Charles McGonigal, a former FBI official involved in the investigation of Donald Trump’s ties to Russia, has been charged with violating sanctions and collaborating with Russian oligarch Oleg Deripaska, the Department of Justice announced Monday.
According to federal prosecutors, McGonigal received “concealed payments” from a Russian intelligence officer in exchange for his help in having sanctions targeting Deripaska lifted. McGonigal is being charged by the Federal District in Manhattan with additional counts relating to money laundering and conspiracy.
“Charles McGonigal, a former high-level FBI official, and Sergey Shestakov, a Court interpreter, violated U.S. sanctions by agreeing to provide services to Oleg Deripaska, a sanctioned Russian oligarch. They both previously worked with Deripaska to attempt to have his sanctions removed, and, as public servants, they should have known better,” U.S. Attorney Damian Williams wrote in a statement released Monday.

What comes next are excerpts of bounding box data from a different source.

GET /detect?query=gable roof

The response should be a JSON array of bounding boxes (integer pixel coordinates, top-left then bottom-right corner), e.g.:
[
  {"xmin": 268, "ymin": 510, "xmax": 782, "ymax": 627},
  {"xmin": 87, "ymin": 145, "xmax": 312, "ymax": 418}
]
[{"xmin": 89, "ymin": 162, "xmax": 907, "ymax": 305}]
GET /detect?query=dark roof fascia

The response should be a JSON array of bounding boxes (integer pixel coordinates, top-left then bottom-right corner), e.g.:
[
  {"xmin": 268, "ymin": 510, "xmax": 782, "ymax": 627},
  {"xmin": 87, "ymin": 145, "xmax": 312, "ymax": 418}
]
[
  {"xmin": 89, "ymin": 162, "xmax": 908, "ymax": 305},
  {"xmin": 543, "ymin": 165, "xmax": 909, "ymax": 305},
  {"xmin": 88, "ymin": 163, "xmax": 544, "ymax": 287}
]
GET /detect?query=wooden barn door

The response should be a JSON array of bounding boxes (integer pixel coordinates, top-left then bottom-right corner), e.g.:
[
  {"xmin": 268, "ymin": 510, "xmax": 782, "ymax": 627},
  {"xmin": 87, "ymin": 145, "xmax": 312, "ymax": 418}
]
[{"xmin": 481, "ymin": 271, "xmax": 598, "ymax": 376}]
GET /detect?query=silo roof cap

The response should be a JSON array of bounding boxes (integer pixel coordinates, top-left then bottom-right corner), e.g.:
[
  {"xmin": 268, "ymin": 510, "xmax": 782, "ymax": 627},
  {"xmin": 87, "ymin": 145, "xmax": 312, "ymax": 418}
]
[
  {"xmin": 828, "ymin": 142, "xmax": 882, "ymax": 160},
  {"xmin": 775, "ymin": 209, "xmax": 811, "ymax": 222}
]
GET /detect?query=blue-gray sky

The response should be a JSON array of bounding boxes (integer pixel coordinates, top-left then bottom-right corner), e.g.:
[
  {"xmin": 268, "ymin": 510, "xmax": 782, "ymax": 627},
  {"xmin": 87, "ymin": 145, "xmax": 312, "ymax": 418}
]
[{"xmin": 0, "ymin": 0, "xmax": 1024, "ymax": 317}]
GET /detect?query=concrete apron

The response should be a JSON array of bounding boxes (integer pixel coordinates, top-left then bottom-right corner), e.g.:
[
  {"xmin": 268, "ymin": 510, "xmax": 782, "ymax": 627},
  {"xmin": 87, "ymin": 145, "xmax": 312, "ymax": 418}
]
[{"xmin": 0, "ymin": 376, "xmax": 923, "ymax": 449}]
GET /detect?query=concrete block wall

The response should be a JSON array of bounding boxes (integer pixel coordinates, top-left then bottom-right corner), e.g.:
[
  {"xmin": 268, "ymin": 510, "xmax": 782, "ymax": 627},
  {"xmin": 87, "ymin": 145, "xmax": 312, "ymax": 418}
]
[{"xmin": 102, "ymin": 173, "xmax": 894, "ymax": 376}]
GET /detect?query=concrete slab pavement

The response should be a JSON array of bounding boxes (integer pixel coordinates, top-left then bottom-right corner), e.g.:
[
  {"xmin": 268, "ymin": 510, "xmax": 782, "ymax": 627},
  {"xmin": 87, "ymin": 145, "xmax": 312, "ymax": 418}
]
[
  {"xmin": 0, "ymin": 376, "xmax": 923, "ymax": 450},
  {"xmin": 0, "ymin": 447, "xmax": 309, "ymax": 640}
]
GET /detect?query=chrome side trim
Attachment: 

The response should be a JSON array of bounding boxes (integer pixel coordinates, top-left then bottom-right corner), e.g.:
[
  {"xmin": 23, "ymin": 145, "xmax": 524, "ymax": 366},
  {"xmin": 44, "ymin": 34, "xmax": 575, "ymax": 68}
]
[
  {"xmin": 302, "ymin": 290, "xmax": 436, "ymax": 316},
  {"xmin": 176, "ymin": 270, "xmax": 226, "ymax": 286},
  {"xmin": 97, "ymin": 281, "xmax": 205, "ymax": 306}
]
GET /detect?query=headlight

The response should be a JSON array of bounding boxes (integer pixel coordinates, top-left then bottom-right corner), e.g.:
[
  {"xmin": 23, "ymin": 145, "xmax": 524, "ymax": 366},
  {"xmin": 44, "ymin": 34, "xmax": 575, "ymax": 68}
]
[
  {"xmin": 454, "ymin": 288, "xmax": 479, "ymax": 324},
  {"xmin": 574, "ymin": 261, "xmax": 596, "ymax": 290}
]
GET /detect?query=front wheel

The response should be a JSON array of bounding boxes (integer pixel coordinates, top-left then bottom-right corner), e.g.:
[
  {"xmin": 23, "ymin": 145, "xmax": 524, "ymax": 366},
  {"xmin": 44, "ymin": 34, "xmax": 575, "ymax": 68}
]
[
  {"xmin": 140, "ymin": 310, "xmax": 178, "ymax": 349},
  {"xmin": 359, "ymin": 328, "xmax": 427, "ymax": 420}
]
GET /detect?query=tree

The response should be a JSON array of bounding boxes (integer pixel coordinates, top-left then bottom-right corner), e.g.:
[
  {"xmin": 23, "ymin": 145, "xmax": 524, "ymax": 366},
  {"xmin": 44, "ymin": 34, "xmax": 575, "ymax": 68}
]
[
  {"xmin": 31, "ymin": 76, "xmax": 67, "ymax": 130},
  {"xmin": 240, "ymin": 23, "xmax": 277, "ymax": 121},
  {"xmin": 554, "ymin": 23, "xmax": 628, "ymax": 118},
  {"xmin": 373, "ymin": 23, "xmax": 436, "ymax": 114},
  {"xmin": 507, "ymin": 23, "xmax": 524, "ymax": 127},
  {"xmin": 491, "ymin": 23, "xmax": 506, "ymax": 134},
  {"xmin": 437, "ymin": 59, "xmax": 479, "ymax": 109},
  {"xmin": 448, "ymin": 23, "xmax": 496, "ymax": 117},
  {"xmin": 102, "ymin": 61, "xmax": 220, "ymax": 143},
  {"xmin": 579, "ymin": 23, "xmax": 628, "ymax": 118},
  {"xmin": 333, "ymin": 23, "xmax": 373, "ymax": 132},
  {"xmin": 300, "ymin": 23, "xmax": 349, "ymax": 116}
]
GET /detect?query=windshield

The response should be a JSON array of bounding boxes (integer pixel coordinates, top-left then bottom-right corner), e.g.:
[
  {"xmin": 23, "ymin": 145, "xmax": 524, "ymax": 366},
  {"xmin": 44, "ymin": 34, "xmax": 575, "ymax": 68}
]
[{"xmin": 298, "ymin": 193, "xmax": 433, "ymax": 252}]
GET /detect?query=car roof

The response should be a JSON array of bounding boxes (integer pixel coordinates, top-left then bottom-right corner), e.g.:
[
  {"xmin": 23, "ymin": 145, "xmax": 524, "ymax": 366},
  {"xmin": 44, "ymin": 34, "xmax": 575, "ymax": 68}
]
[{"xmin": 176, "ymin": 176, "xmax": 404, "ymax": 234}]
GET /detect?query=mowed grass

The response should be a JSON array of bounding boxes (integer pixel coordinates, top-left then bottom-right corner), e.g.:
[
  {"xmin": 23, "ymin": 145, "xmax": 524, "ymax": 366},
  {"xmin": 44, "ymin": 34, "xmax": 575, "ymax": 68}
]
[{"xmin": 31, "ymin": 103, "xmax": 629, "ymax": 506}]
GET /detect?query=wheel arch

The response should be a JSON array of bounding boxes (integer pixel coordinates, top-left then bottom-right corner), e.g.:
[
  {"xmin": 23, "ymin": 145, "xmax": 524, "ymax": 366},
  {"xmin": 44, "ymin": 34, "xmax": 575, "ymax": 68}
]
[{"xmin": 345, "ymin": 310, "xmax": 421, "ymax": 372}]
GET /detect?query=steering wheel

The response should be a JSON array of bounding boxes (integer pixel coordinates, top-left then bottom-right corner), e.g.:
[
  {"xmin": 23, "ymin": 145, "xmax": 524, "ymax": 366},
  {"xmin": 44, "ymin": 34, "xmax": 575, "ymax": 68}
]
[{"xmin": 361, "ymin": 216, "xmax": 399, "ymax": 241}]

As chief of counterintelligence in the bureau’s New York City field office, McGonigal was among the first FBI officials to learn of the fateful conversation between a senior Trump campaign adviser and a foreign diplomat over the topic of Hillary Clinton’s emails, the Washington Free Beacon noted. Knowledge of that interaction proved crucial to the federal agency opening an investigation into the matter, which ultimately found there was no evidence of collusion between the Trump campaign and Russia.